Peer-Reviewed Publications that Promote the Use of Technology

My annotated bibliography was centered around the use of artificial intelligence (AI) in healthcare. AI is an exciting new discipline that has the potential to drastically change patient care, and as someone who is interested in technological advancement and its medical applications, I believe it to be very promising. AI systems have the potential to assist physicians in making more precise diagnoses, forecasting health outcomes, and creating individualized treatment regimens for each patient by evaluating vast volumes of intricate patient data.
For the purpose of creating this bibliography, I looked through a number of academic databases that the library at my university had access to. Since CINAHL indexes a lot of papers on nursing and allied health, that’s where I started. I also looked up studies on AI’s medicinal applications using MEDLINE and PubMed. Ultimately, I discovered fresh research not included in the earlier databases by using the academic search engine Google Scholar. “Artificial intelligence,” “machine learning,” “deep learning,” “healthcare,” “medicine,” and “clinical decision support” were among the search terms I used. I was able to obtain a large number of current, peer-reviewed studies that examined different applications of AI in medical settings. The publications I chose offered perceptive viewpoints on the benefits and drawbacks of incorporating AI into healthcare systems.

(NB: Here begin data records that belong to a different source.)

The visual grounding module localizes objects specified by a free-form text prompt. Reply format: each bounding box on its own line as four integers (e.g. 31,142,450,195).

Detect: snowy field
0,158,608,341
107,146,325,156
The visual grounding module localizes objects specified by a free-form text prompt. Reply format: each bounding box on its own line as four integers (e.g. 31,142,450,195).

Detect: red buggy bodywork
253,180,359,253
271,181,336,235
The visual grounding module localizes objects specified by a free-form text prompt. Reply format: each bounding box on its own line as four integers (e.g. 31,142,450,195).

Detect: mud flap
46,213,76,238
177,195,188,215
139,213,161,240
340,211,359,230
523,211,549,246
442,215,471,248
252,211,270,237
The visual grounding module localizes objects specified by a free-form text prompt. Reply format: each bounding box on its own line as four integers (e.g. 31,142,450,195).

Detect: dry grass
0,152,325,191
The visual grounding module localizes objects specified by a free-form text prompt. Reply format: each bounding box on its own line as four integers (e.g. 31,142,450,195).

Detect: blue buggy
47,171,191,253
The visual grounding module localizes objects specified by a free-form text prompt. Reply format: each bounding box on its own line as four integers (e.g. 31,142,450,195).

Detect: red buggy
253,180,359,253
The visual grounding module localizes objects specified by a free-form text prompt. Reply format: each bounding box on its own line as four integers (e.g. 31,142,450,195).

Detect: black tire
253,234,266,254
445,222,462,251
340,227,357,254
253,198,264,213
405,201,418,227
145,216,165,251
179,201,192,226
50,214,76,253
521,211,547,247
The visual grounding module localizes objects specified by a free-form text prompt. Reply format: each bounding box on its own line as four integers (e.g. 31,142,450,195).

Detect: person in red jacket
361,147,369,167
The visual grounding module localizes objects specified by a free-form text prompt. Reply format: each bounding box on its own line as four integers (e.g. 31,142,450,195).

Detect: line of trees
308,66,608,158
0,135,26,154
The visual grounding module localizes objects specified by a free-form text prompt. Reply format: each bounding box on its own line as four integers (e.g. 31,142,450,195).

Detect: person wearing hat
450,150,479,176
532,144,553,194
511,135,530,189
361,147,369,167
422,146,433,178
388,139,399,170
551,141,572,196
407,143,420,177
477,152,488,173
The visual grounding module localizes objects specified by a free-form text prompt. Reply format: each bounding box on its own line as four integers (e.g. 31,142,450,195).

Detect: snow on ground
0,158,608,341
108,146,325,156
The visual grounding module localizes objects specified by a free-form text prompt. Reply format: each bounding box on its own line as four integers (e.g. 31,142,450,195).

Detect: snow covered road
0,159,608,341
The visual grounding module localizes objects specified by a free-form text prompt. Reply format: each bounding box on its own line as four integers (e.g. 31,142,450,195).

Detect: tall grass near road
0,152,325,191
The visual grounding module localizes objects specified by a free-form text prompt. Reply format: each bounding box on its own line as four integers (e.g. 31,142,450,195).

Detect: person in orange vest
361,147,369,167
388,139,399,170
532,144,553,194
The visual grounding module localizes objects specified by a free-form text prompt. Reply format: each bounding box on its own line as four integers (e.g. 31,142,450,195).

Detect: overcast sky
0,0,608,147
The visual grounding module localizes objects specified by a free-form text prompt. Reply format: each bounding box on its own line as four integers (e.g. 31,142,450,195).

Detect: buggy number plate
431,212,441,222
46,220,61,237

Bibliography with annotations

Kundu, R., Das, R., Geem, Z. W., Han, G.-T., & Sarkar, R. (2021). Pneumonia detection in chest X-ray images using an ensemble of deep learning models. PLoS ONE, 16(9), e0256630. https://doi.org/10.1371/journal.pone.0256630

In order to assess the convolutional neural network CheXNet’s diagnostic performance in comparison to that of radiologists in practice, a sizable dataset of chest radiographs was employed for training. The ChestX-ray14 dataset, which has over 100,000 X-ray pictures annotated for various thoracic diseases, was used by the researchers to train CheXNet. To create a performance standard for radiologists, they then had four active radiologists independently annotate a test set of 420 photographs. In the same test set, CheXNet outperformed the average radiologist with an F1 score of 0.435 for pneumonia detection. This illustrates that CheXNet can diagnose pneumonia at a level that is higher than that of most practicing radiologists. However, the authors point out that automated pneumonia identification at the expert level could enhance healthcare delivery and access to medical expertise, particularly in places lacking qualified radiologists, with regard to the influence on patient safety and quality of care. Relevance to the healthcare team and nursing practice: workflows could be streamlined by artificial intelligence supporting medical imaging analysis.